Uzun ya da kısa vadeli olarak koyduğumuz her hedef, bizi yaşama bağlayan büyük bir güce sahip. Duygusal zeka eğitmeni Ayça Mumkule Erşipal, hedef koymanın ve bu hedeflerin bilincinde olmanın başarı üzerindeki etkisini senin için anlattı.

İnsan hayatı, tamamıyla hedef koyma ve bu hedefe ulaşma faaliyeti üzerine kurgulanmıştır. İnsanın varoluş yarışıyla başlayan bu süreç, pek çok anlayış ve öğretiye göre aralıksız devam etmektedir.

Bu anlamda, hedef varoluşumuzu şekillendirir demek doğru olabilir. Kendisine hiç hedef belirlemediğini söyleyerek hayatlarını sürdüren insanlar bile, bu şekilde huzur bulduklarını öne sürerler. Oysa huzur da bir hedeftir. Beynimiz, tüm organlarımızı hayatta kalabileceğimiz biçimde çalıştırmak üzere koordine eder. Beynin temel hedefi hayatı sürdürmektir. Yani sadece soluk almak bile, büyük bir hedefe hizmet eder ve kendisi de başlı başına büyük bir hedeftir.

Gezegenimizin belki de en ayrıcalık sahibi varlıklarıyız. Bu ayrıcalık, kuşkusuz “Seçme özgürlüğü”dür. Dolayısıyla insan, hedef koyan ya da koymayan olarak değil, neyi hedefleyeceğini seçen bir varlık olarak tanımlanabilir.

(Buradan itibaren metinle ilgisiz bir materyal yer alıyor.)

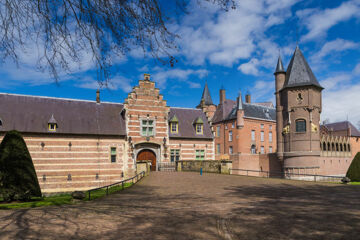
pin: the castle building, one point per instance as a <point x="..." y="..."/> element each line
<point x="78" y="145"/>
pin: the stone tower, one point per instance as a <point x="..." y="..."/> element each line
<point x="206" y="103"/>
<point x="298" y="108"/>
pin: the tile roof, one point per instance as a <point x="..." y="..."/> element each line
<point x="299" y="73"/>
<point x="227" y="111"/>
<point x="343" y="126"/>
<point x="32" y="114"/>
<point x="187" y="117"/>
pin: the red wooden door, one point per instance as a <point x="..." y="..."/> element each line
<point x="147" y="155"/>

Hedef olgusu, Türk Dil Kurumu tarafından; “Yapılması tasarlanan iş, amaç, varılacak yer, ulaşılacak son nokta” olarak tanımlanmaktadır. Bu tanımdan yola çıktığımızda, hayatımızın her anını hedefler üzerine kurguladığımız görülmektedir. Görünen o ki gece yattığımızda uyumak, sabah belirli bir saatte uyanmak, bir yerden bir yere ulaşmak gibi hedeflerle hayatımızı geçirmekteyiz. Tüm bunları göz önünde bulundurduğumuzda ise asıl önemli olanın ve başarıya ulaştıranın hedef koyma konusundaki maharet olduğunu söylemek mümkündür.

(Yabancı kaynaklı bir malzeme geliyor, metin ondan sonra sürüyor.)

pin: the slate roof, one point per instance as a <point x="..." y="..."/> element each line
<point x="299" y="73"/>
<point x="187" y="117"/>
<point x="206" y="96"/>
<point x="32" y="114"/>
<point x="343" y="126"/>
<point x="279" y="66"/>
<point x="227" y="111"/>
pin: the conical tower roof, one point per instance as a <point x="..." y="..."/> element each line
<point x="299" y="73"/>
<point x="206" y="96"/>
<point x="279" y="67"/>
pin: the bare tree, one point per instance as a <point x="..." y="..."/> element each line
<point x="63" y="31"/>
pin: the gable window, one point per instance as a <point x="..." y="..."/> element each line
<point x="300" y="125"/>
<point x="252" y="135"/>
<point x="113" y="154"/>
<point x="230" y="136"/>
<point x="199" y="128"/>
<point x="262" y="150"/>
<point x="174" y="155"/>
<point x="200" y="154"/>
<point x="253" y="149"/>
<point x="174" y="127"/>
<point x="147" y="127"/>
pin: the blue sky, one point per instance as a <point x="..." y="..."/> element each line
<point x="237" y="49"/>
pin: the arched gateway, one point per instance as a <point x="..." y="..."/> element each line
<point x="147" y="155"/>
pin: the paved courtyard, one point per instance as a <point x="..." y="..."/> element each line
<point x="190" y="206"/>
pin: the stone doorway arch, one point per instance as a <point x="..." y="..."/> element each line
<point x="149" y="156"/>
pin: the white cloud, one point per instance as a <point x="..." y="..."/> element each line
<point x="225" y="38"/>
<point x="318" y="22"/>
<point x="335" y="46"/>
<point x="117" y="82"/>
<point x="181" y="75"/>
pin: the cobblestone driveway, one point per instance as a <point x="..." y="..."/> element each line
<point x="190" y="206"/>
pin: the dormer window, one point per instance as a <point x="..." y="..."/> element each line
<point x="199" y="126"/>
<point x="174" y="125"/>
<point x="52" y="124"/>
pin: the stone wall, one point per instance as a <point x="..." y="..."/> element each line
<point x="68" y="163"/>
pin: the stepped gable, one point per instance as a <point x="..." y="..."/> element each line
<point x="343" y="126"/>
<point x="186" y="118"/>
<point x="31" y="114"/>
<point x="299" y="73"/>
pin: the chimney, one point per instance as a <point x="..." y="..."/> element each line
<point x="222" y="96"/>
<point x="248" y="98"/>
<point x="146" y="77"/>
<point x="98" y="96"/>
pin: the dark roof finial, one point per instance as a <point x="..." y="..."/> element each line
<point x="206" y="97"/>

İnsan sosyal bir varlıktır. Dolayısıyla, konu hedef olduğunda, öncelikli olarak gereksinmelerden bahsetmek yerinde olacaktır.  Maslow’un gereksinimler hiyerarşisinde, üst sıralarda lanse edilen “Öz gerçekleştirim”, bireyin sürekli olarak kendini geliştirmesi, dolayısıyla “Olabileceği her şeyi olabilmesi” anlamını taşımaktadır. Hiyerarşik bir sıranın üst sıralarına yerleşmiş olan öz gerçekleştirim, hedefe ulaşmanın insana katacağı değerin ne denli önemli olduğunu vurgulamak adına dikkatle değerlendirilmelidir.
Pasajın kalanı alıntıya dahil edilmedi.